Cela pourrait impacter l’orientation produit, les grilles tarifaires et les feuilles de route d’intégration. Pour les banques, processeurs et grands marchands, l’enjeu devient la capacité de leurs propres systèmes de paiement à s’adapter si la structure actionnariale et les priorités stratégiques évoluent.
« La question n’est pas de savoir si la consolidation aura lieu – elle est quasiment inévitable –, mais si votre architecture de paiement peut suivre lorsque la structure de propriété change et que les priorités stratégiques se déplacent », poursuit-il.
À ses yeux, les banques qui se reposaient sur une forme de verrouillage fournisseur voient aujourd’hui cette stratégie soumise à un test grandeur nature. Les institutions dotées d’architectures modulaires et flexibles seront mieux armées que celles trop dépendantes d’un unique prestataire de paiement.
Commerce piloté par l’IA et inclusion financière s’invitent dans l’équation
L’offre intervient aussi au moment où PayPal tente de se repositionner sur un commerce dopé à l’intelligence artificielle.
PayPal a lancé en octobre 2025 ses services de “commerce agentique”, expliquant que sa solution Agent Ready devait permettre aux marchands existants d’accepter des paiements sur des interfaces IA tout en conservant détection de fraude, protection des acheteurs et gestion des litiges. Le groupe affirme également que ses produits de commerce IA sont conçus pour aider les entreprises à vendre au sein d’expériences agentiques et à accepter des paiements nativement dans les canaux d’IA.
David Sherman, spécialiste de l’IA et de l’inclusion financière chez io.net, estime que l’offre Stripe–Advent pourrait accélérer l’accès plus large aux services financiers numériques, à condition que la prochaine couche d’infrastructure soit pensée pour les marchés sous-servis.

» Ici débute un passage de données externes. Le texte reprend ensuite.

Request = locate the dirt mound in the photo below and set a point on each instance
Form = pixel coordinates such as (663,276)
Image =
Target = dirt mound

« L’offre de Stripe et Advent sur PayPal marque un point d’inflexion passionnant pour les paiements numériques, susceptible d’accélérer l’inclusion financière des 1,4 milliard de personnes non bancarisées dans le monde », avance-t-il.

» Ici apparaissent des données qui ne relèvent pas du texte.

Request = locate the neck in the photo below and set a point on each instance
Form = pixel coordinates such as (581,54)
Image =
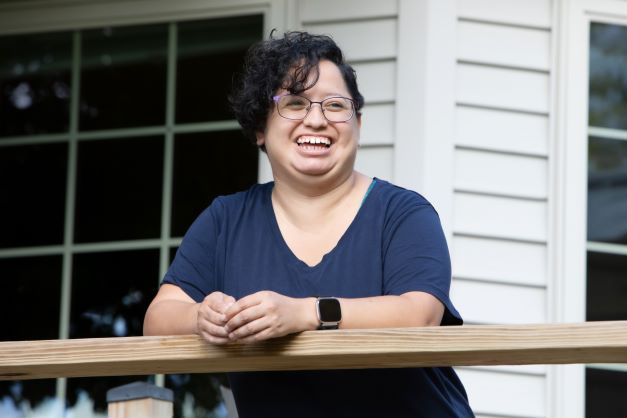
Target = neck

La Banque mondiale estime elle aussi qu’environ 1,4 milliard d’adultes restent exclus du système bancaire, tandis que les services financiers numériques peuvent réduire les coûts et élargir l’accès pour les populations sous-desservies et les petites entreprises.
Sherman considère que la recomposition du secteur ouvre un espace pour de nouvelles infrastructures au service de publics comme les bénéficiaires de transferts de fonds, les utilisateurs de mobile money ou les petits commerçants des marchés émergents.
« La mère célibataire à Lagos qui utilise le mobile money pour recevoir des envois de fonds, ou le petit commerçant dans l’Inde rurale qui dépend de portefeuilles numériques, sont parmi ceux qui pourraient bénéficier de la vague d’infrastructures en train d’être construite », illustre-t-il.
Il relie le virage IA de PayPal à une transformation plus large de la distribution des services financiers. À mesure que les plateformes historiques rationalisent leurs opérations, le calcul distribué et les infrastructures décentralisées pourraient abaisser le coût de déploiement d’outils financiers alimentés par l’IA dans des marchés jusqu’ici jugés trop coûteux à servir.
« Ce n’est pas de la théorie », insiste Sherman. « Les ressources de calcul distribuées permettent déjà à des institutions financières de déployer des outils d’IA dans des marchés qui étaient auparavant trop chers à adresser. »
L’offre n’a, à ce stade, pas débouché sur un accord ferme. PayPal n’a pas publiquement accepté la proposition, et l’examen réglementaire constituerait un obstacle majeur si les discussions avançaient.